À l'image des gros pays alpins, la France réussit avec ses structures territorialisées à fonctionner en entonnoir et donc à repérer plus vite les talents, qui seront ensuite pris en charge par des moniteurs. Mais l'écart diminue : depuis l'avènement des Kostelic, la Croatie a par exemple vu progresser son nombre de skieurs et a mis en place des structures adaptées. D'autres nations comme la Norvège peuvent, elles, profiter d'une situation géographique exceptionnelle : les enfants ont la chance de sortir de l'école, pouvoir enfiler les skis et aller s'entraîner dès le plus jeune âge avec leurs parents. Enfin, de plus en plus d'entraîneurs d'étrangers sont venus et viennent encore apporter leur expérience en France, à l'image de l'Italien Simone Del Dio, en charge des slalomeurs tricolores.
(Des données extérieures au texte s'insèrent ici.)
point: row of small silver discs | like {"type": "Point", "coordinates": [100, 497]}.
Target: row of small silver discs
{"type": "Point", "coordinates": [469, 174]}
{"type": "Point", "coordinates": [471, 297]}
Selon Jacques Théolier, c'est surtout l'adaptabilité qui prime chez le coach français. "On ne choisit pas son staff dans le ski. Il faut parvenir à être à l'aise dans plusieurs langues (anglais, allemand, italien) afin de pouvoir travailler tous ensemble. Pour une équipe c'est très important d'avoir quelqu'un qui vient de l'extérieur, apporte une autre vision et une autre idée de l'entraînement. Et c'est peut-être là qu'on est bons je dirais."
"L'entraîneur français est très respecté dans notre métier et il est très compétitif"
Les coachs français se nourriraient ainsi de leurs expériences à l'étranger ou de celles de leurs collègues d'autres nations. Raphaël Burtin souligne, quant à lui, l'importance de la passion qui nourrit le moteur et crée le savoir-faire. "Le ski repose sur des sensations, c'est de la glisse, il y a l'expérience de la course... C'est assez abstrait, avec des neiges différentes, des types de glisse différents. Tout ça tu ne peux le partager que si tu l'as vécu je crois. Si aujourd'hui il y autant de coureurs français, ça veut dire qu'il y a une bonne école, mais aussi qu'il y a beaucoup de passionnés chez les coachs français."
Premier d'entre eux à donner de la voix à proximité des tremplins de départ, Thierry Meynet se rappelle avec émotion du complexe d'infériorité qui habitait le clan français il y a trente ans en arrière par rapport aux entraîneurs suisses ou autrichiens. "Ils n'avaient rien de plus que nous, seulement la matière première". Aujourd'hui, plus question de se morfondre, bien au contraire. "Il faut sortir de chez soi, voyager... Je trouve que c'est plus facile d'avoir des opportunités (quand tu es mobile) que lorsque tu restes ancré dans ton pays. Quoiqu'il en soit, l'entraîneur français est très respecté dans notre métier et il est très compétitif."